I saw two articles yesterday that seemed to balance each other well.
The first, “Some Notes on Local-First Development" by Kyle Mathews (h/t Simon Willison), gives a current-state-of-things for a web application architecture where (as I understand it) the data is read and written locally and then synced with a remote database in the background.
The advantages listed are
- Simplified state management for developers
- Built-in support for real-time sync, offline usage, and multiplayer collaborative features
- Faster (60 FPS) CRUD
- More robust applications for end-users
I found the idea interesting and reminded me of how our team had once architected a native app to read data from a local database first, and the local database is synced to the remote data source in the background. For native, it felt like a very natural architecture since the expectations are that the app works even without a data connection. Applying this same idea to web applications makes sense.
But then I thought about the cost of the additional client-side code for this.
Later, I saw Jeremy Keith’s “Multi-Page Web Apps” where he argues that “multi-page apps” should be the default and single-page apps the exception, and it felt like a little confirmation that, yes, it is worthwhile considering the burden we put on JavaScript to handle more responsibilities.
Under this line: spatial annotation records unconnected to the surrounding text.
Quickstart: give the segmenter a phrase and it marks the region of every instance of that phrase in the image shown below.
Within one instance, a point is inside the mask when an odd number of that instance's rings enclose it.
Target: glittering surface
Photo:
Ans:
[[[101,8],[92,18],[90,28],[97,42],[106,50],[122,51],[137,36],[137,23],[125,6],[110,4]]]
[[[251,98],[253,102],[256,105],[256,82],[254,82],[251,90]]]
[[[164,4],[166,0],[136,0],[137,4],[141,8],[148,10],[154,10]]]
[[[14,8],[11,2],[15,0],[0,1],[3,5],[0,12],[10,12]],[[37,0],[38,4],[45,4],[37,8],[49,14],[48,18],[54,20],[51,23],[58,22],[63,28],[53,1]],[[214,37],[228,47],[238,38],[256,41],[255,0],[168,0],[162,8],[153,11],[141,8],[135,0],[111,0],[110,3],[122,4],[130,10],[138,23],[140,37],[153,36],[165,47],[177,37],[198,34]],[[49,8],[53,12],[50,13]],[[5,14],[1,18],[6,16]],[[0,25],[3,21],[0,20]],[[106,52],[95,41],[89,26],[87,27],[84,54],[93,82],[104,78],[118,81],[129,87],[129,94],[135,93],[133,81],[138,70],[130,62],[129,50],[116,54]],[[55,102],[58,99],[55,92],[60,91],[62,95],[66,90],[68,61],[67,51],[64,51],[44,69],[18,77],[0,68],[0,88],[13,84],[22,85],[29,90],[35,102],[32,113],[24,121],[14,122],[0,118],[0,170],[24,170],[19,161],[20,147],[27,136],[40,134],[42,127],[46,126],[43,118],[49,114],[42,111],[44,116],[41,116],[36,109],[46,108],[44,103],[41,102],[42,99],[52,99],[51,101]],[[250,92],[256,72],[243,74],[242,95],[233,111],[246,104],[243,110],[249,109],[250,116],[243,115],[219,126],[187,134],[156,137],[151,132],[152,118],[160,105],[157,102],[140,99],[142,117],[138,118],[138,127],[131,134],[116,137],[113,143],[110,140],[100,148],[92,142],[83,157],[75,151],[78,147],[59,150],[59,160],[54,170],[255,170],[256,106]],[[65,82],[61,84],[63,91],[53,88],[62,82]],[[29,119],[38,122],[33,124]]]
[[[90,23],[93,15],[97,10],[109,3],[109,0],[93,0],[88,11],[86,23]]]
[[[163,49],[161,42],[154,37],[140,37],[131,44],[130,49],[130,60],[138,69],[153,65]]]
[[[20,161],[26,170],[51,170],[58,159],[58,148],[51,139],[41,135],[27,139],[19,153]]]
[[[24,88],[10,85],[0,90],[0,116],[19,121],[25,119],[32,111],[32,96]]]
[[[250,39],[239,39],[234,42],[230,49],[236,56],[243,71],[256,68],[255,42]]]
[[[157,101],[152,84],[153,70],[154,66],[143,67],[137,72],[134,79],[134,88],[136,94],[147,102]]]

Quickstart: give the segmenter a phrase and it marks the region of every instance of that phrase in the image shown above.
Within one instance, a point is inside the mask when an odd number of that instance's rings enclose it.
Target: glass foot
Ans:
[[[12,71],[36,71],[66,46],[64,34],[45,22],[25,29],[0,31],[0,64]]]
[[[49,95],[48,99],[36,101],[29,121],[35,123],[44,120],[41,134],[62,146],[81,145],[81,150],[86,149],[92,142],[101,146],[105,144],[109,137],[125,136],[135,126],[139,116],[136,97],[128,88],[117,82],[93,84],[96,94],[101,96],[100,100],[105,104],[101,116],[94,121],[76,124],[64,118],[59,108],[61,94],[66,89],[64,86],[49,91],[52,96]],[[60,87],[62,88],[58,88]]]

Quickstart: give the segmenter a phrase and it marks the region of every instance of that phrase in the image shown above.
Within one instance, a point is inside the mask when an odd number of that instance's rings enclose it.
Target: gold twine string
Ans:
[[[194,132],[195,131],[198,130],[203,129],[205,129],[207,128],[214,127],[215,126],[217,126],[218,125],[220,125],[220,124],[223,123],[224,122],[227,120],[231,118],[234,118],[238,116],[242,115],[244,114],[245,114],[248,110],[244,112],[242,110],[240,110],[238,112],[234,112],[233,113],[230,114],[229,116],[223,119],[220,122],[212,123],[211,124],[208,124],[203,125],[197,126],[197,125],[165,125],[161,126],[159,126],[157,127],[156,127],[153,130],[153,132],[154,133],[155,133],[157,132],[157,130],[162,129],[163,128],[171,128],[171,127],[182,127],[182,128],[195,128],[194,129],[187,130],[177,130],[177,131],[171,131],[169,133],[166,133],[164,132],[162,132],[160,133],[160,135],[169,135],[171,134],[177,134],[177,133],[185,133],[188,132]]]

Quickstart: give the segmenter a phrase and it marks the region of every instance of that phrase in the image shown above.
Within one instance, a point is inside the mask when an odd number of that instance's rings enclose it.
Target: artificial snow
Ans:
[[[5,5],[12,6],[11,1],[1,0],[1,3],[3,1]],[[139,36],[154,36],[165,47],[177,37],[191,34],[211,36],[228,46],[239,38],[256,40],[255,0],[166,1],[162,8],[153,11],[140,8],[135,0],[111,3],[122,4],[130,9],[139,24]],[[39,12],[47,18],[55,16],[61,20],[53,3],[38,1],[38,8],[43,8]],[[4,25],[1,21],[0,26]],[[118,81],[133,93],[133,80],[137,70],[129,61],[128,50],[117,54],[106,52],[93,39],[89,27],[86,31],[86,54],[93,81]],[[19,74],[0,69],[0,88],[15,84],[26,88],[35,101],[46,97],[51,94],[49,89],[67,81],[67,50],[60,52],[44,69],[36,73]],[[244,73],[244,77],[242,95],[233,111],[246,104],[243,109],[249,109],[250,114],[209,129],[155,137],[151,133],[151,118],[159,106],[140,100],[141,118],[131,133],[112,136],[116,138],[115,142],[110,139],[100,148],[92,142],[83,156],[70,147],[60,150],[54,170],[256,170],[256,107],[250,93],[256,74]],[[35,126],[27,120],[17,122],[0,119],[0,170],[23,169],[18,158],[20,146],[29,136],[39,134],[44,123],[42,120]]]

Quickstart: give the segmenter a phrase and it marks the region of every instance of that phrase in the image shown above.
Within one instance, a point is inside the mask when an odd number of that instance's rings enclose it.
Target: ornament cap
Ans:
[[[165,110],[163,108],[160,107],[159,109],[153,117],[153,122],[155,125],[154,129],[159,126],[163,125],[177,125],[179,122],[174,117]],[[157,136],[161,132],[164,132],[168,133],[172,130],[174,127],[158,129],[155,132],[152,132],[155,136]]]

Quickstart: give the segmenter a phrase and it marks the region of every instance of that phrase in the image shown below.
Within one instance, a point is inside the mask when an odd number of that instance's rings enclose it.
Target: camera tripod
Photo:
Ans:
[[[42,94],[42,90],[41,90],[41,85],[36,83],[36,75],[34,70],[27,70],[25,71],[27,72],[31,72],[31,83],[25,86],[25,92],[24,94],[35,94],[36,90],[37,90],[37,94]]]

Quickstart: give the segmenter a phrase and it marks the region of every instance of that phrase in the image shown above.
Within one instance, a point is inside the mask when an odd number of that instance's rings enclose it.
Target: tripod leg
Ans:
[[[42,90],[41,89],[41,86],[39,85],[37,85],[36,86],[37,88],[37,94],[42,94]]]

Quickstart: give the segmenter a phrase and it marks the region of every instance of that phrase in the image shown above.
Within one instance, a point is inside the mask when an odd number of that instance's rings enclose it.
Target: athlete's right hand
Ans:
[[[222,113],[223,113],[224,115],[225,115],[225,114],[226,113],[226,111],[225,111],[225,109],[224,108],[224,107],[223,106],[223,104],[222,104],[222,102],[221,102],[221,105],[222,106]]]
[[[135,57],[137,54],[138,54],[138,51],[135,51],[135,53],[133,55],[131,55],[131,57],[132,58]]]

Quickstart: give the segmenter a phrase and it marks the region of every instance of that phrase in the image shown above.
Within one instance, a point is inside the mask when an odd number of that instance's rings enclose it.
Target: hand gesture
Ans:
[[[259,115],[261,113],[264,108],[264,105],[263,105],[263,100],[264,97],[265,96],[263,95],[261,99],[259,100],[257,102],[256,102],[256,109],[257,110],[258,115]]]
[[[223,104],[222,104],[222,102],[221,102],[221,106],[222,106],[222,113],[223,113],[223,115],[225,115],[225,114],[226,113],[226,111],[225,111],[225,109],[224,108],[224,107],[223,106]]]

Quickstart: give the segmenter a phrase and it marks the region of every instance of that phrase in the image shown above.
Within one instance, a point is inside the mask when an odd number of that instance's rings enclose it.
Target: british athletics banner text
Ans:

Then you’ve got to ship all that code to the user before they can use your site. It might be JavaScript code you’ve written yourself or it might be a third-party library designed for building single-page apps. Either way, the user pays a download tax (and a parsing tax, and an execution tax). Whereas with links and forms, all of that functionality is pre-bundled into the user’s web browser.
Admittedly, data access is not an inherent part of browser functionality, but the download/parsing/execution tax is not trivial.
But then Jeremy wisely caveats use cases for single-page apps:
Like I said, there are times when a single-page approach makes sense—it all comes down to whether state needs to be constantly preserved. But these use cases are the exceptions, not the rule.
So what are the use cases for local-first development? I would think it’s for applications where offline use is crucial or where low-latency data access is critical for success. Kyle gives some guidance at the end of his article:
But in general, I’d still be wary of using local-first outside real-time / multiplayer / offline use cases. Local-first is definitely still bleeding-edge. You will hit unexpected problems. A good community has rapidly developed, but there’ll still be some stretches on the road where you’ll have to solve novel problems.
So real-time, multiplayer, and offline are the scenarios he encourages to consider a local-first approach.
I think local-first is certainly a strategy to keep as an option when the circumstances require it, but not the default. Frameworks aiming to solve this piece are exciting to see and will make it an easier solution to implement when the right time comes.